Would you like another beer based on recycled water?

One thing is certain: that the techniques are ready. “Today, we are capable of producing drinking water in purification stations and we have all the tools to pilot and monitor its quality. We can even make ‘ultrapure’ water for the micro-electronics or pharmaceutical industries, solely with H2O molecules,” says Arnaud Valleteau de Moulliac. The Group has developed hundreds of proprietary technologies, from refining by filtration to the elimination of micropollutants including the microplastics found in drinking water. This is notably due to a membrane separation technique or an extremely fine synthetic membrane, which acts as a filter retaining particles and pollutants.

He adds: “The challenges involved with reuse are no longer technological but regulatory (in France, the reuse of treated wastewater to produce drinking water is not authorised and is also subject to various criteria for uses in farming [Ed.]) and social acceptance” – a psychological obstacle also known as “the yuck factor”. On this point, the concerns linked to the availability of freshwater could lead mentalities to evolve.
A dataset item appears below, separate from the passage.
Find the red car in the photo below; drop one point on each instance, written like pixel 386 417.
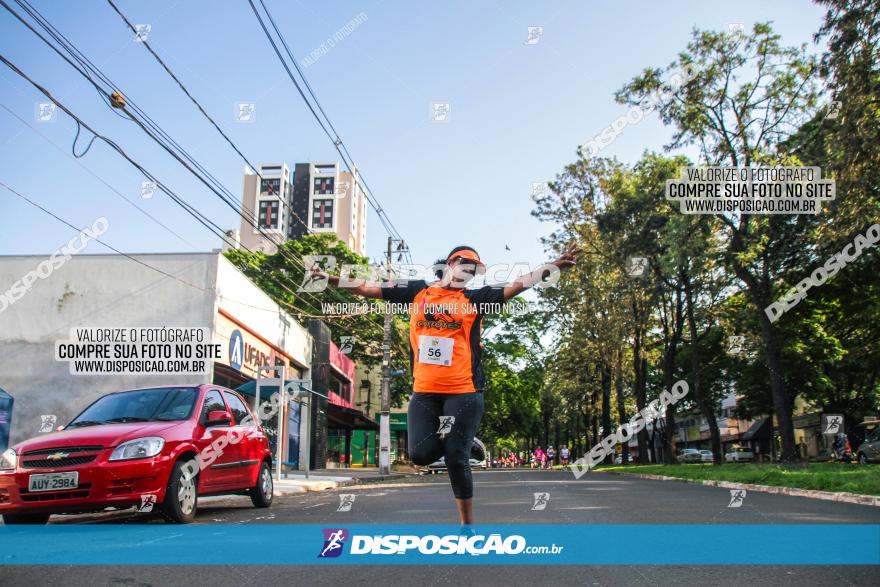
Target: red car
pixel 165 446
According to an Elabe survey carried out for La Tribune newspaper in 2020, a majority of French people (83%) would be prepared to drink water produced from wastewater. To counter the stigmatisation of reuse, the Czechs, meanwhile, had the idea of beginning to produce brewed beer from recycled water (it takes some five litres of water to make one litre of beer).

Tripling volumes by 2025

Little by little, as experiments increase, so the idea is gaining ground. A pioneer in France, La Vendée, on the west coast, has launched a project to produce drinking water from the wastewater from the local purification station, near Sables-d’Olonne. As of 2022, instead of being thrown into the sea, the purified wastewater will be given a complementary treatment to feed a dam where a drinking water factory captures the resource. 

Another idea that could be explored in France in the future is to artificially replenish groundwater with treated wastewater (which could also produce drinking water, but indirectly). The latest Anses report to date in 2016, is in favour of this on condition that it is tightly controlled in order to control health risks.  Elsewhere in Europe, notably in Belgium (Wulpen) and Italy (Nardò), this is authorised as part of the experiments to allow for the study of health and environmental impacts over the longer term.

The wastewater issue is now being played out on the political stage. In 2019, a Water Conference (Les Assises de l’Eau) envisaged the tripling of so-called non-conventional water (including treated wastewater) by 2025. Similarly on a European level, new legislation adopted last May plans to encourage the reuse of wastewater while defining requirements for a minimum quality throughout the European Union.  The ambitions are substantial: “Potentially, we could reuse 6.6 billion m3 of water by 2025, as against 1.1 billion every year at the moment,” according to the European MP in charge, Simona Bonafè. “That would require an investment of under €700 million and would enable us to reuse more than half of the current volume in wastewater treatment stations theoretically available for irrigation.”


This will relieve some of the pressure on the resource and treat ‘blue gold’ at its true value.